Regulation of immigration came slowly, because Americans always have been ambivalent about immigration. Between the 1880s and the 1920s a policy decision was finally reached. A system of national regulation of immigration was put in place, based on the national origins of the population of 1920 and aimed at greatly reduced numbers. With the help of external events such as world wars and economic depression worldwide, this system of regulation sharply lowered the incoming numbers and allowed the country to absorb and thus on the whole benefit by the large inflows of the First Great Wave.
Then in the 1960s a Second Great Wave began to surge across national borders, generated by global population growth, lowered transportation costs, and a widespread awareness of the wealth gap between developed and underdeveloped nations. Immigration policymakers, not recognizing this era of expanding immigration pressures, took a step toward expanding legal admissions. A reform of American immigration law and policy in 1965 was intended to bring important ethical improvements in the form of opening equal access to all nationalities, while having little practical effect. But the reforms of 1965 brought other, surprising effects of vast importance-a threefold expansion of legal immigrants, augmented by burgeoning numbers of illegal immigrants, and a radical shift in the source countries of American immigration. We are still sorting out the far-reaching impacts of this half-century (to date) experiment in porous borders between America and a world undergoing an unprecedented expansion of human population. Today, after four decades of Second Great Wave immigration, legal and illegal, the American government's performance in the task of managing immigration is at the top of any list of government failures. This was true well before the deadly September 11, 2001, acts of terrorism by foreigners commandeering American airliners after residing and training in the United States under various mixtures of legal and illegal entry and extended illegal residency. Americans for decades have sensed that we are now in a phase of our national life in which immigration is on balance taking America where it doesn't want to go. All public-opinion polls since large-scale immigration resumed in the 1960s have reported pluralities (in the 1960s) and thereafter majorities (in all ethnic groups) in favor of reducing immigration. These polls are one form of expression of a sustained and tenacious vote of no confidence in the government's gate tending.

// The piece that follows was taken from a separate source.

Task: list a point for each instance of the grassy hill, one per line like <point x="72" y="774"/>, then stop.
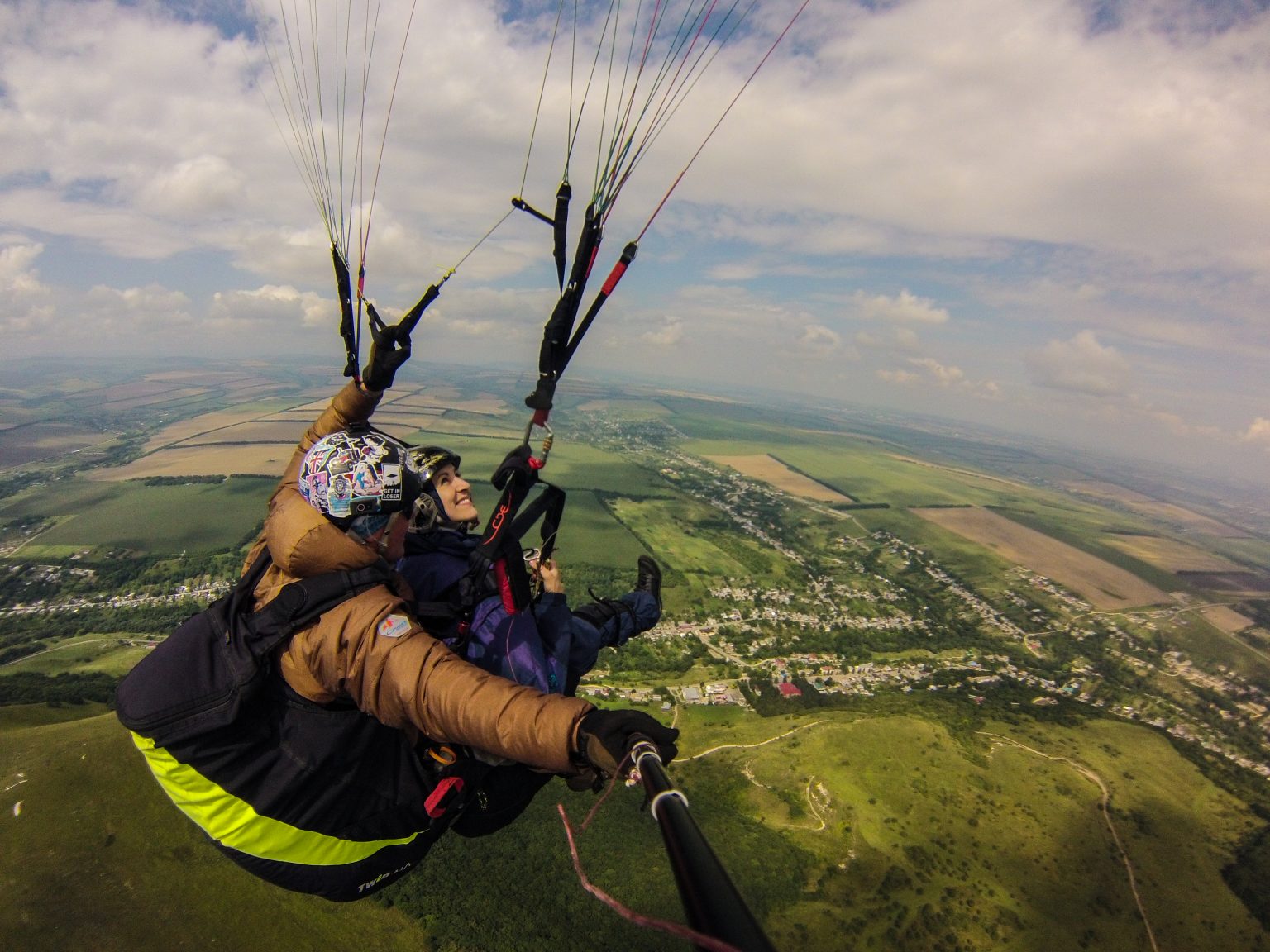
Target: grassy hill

And with good reason. The numbers of legal immigrants has hovered around one million for two decades, augmented by illegal immigration, always estimated by official bodies as lower than subsequently found. An internal population of nine to ten million illegal immigrants is acknowledged by the early years of the twenty-first century. On the legal side, these new Americans are selected by a system placing primary emphasis on kinship, which means family ties to recent immigrants, rather than on national needs.
The costs of this new mass immigration collect across the ledger. They include labor market competition with native workers, rising social service costs, nurturing of illegal trade in drugs and indentured labor, the immigration contribution (70 percent at the end of the century, and rising) to population growth with all the costs that come attached to it in this era of global ecocrisis, an intensifying intersection of mounting human numbers with an era of erratic global warming and other stresses of a global ecosphere mauled by more than six billion people in the process of expanding to or beyond ten billion. Other costs are more speculative, such as the concerns that the radical shift in immigrants' countries of origin from Europe to Latin America (especially Mexico), Asia, and the Middle East may overwhelm the nation's capacity for assimilation. A century later, the national question is being asked again-is our fundamental national cohesion and coherence being lost?

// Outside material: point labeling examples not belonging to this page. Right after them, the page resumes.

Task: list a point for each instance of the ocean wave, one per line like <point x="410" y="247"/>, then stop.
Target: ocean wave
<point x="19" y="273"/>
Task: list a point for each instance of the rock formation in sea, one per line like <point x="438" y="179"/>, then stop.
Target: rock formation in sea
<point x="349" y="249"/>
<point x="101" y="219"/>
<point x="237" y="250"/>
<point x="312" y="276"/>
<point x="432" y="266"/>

Against this are weighed immigration's benefits-cheap labor for harvest agriculture and urban menial tasks, relatively cheap skilled labor in certain industries, a more culturally diversified cuisine and society, and scattered stories of urban revitalization.
Assessing this complex picture of immigration impacts in the mid-1990s, a national commission led by former congresswoman Barbara Jordan confirmed that immigration patterns were not aligned with the national interest and urged reforms. The numbers coming in legally should be reduced by almost half, and selected with more emphasis on the needs of the American economy. Illegal entry should be firmly combated. By this time that part of the nation's public policy elite knowledgeable about immigration had reversed an earlier complacency and begun to frequently express the alarm long felt by the public. The Brookings Institution in 2000 gathered a panel of historians and political scientists to reflect on the federal government's greatest achievements and failures since World War II, and it ranked controlling immigration as second among the top five failures. In a 2001 review of the literature on immigration's impacts, one of the nation's most respected social scientists, Harvard's Christopher Jencks, confirmed this overall negative assessment of the costs imposed by the four-decade run of mass immigration. Alarmed at the environmental and demographic affects from a likely doubling of the U.S. population to 500 million by 2050, a doubling attributable almost entirely to immigration, Jencks joined many other end-of-century writers in questioning whether such a "vast social experiment" had been authorized by the American people or was in their best interest. The nation's policy-studies elite had finally caught up with the American public, which had been expressing the same convictions to pollsters since the early 1970s. On the one occasion when voters were allowed a direct vote on the immigration status quo-at least, on the illegal part of it-Californians by a wide margin in 1992 endorsed Proposition 187, which withheld social services from illegal immigrants. A broadly negative perception of the American immigration policy regime faced no serious intellectual challenge at the end of the century. Apologists for the mass immigration status quo were few and fell back on historical analogy, arguing that similar waves of mass immigration of a century earlier had also been met by objections but the nation had nonetheless prospered.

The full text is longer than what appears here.